Moving Freight Across the State
A new energy-efficient, freight-only transportation system developed by the Texas A&M Transportation Institute (TTI) could redefine the movement of Texas goods.
For more than 10 years, TTI worked to develop a low-emissions alternative to moving freight and relieving congestion created by trucks in heavy freight corridors. The resulting concept is the Freight Shuttle System (FSS), a driverless, remotely controlled transporter that carries truck trailers or shipping containers over distances of up to 500 miles. Freight Shuttle International LLC (FSI) was formed to license the FSS technology.
Powered completely by linear-induction electric motors, the system transports containers on elevated guideways in the medians of highways or other rights-of-way. The FSS comes at a time when the freight industry faces mounting challenges—strained rail and roadway system capacity, environmental concerns and a chronic shortage of truck drivers.

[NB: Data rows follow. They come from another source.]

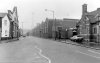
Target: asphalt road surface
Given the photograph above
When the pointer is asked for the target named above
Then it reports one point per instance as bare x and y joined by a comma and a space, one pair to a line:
39, 50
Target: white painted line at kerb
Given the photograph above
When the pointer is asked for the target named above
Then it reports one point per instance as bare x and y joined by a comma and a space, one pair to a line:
88, 54
93, 52
42, 54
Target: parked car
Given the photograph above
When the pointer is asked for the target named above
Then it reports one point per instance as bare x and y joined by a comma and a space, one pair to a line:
76, 38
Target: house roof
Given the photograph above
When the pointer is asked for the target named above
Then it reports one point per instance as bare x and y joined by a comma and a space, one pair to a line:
93, 15
3, 14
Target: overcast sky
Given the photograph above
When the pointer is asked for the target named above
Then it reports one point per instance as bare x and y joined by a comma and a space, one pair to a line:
31, 12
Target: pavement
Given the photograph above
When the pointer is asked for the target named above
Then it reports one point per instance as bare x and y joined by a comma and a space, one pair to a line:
91, 45
39, 50
62, 52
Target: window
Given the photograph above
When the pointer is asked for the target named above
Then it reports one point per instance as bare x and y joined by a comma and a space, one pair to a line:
5, 22
94, 30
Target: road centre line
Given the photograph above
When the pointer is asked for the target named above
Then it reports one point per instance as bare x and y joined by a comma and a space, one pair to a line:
93, 52
42, 54
88, 54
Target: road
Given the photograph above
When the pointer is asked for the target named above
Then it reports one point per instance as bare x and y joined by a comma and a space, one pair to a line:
39, 50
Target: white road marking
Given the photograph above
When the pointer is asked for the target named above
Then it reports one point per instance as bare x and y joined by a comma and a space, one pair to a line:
88, 54
42, 54
93, 52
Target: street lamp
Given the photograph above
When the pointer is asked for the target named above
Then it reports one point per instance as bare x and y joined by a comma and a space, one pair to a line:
54, 24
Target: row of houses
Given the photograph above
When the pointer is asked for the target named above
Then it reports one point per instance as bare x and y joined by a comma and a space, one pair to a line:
88, 26
56, 28
9, 24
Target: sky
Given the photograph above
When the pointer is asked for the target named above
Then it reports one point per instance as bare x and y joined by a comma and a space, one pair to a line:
31, 12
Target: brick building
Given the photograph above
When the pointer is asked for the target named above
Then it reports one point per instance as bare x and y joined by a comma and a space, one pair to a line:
89, 24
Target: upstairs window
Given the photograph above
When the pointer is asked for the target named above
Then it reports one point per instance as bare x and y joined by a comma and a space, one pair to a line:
5, 22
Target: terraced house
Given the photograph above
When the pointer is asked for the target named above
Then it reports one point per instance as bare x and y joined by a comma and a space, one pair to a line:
89, 24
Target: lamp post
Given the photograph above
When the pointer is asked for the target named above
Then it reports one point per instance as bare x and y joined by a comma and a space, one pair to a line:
50, 11
54, 24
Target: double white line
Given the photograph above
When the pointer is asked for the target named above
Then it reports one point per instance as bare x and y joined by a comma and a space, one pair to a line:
40, 53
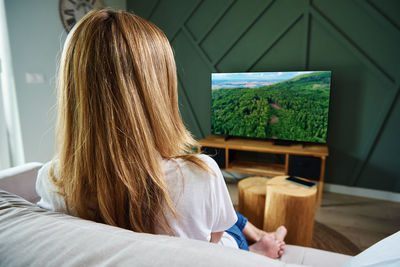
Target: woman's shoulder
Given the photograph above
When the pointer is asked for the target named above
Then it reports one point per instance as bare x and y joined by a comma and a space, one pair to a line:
191, 166
44, 171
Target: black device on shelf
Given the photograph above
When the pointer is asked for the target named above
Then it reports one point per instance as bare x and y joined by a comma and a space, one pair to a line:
301, 181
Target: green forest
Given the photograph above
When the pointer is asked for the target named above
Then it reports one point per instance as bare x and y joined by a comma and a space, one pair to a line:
294, 109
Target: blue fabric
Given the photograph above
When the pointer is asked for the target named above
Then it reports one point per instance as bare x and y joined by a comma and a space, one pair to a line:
236, 231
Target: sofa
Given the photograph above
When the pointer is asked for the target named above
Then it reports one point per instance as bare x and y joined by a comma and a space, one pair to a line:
31, 236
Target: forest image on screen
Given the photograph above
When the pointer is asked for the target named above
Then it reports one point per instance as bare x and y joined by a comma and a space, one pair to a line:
279, 105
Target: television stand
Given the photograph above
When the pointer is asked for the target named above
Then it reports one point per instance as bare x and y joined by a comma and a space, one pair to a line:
263, 157
282, 142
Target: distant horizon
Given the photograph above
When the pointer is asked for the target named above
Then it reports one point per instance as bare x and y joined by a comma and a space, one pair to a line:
252, 79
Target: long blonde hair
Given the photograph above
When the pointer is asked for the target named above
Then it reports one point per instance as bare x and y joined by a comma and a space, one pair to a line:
118, 118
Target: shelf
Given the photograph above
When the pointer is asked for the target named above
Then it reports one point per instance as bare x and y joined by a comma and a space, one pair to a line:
257, 168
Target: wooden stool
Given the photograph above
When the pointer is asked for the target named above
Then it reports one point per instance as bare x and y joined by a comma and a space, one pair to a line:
293, 206
252, 199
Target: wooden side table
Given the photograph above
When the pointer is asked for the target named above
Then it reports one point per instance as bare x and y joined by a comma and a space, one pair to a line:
293, 206
269, 203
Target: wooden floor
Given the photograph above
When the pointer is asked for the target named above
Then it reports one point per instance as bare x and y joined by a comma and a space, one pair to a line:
364, 221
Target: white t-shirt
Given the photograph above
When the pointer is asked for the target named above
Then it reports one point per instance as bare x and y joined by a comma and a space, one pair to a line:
201, 199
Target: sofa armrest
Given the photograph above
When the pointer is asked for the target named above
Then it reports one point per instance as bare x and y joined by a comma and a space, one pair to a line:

Using only about one-third of the energy required by diesel trucks, the system can move truck trailers and domestic intermodal containers measuring up to 53 feet as well as all sizes of ocean shipping containers.
“Texas has been the No. 1 exporting state in America for more than a decade,” Texas Gov. Greg Abbott said at the FSS demonstration and media briefing last fall. “This system will help us meet our growing demand for efficient freight movement and ensure our long-term prosperity.”
The Port of Houston Authority and FSI are evaluating FSS deployment options.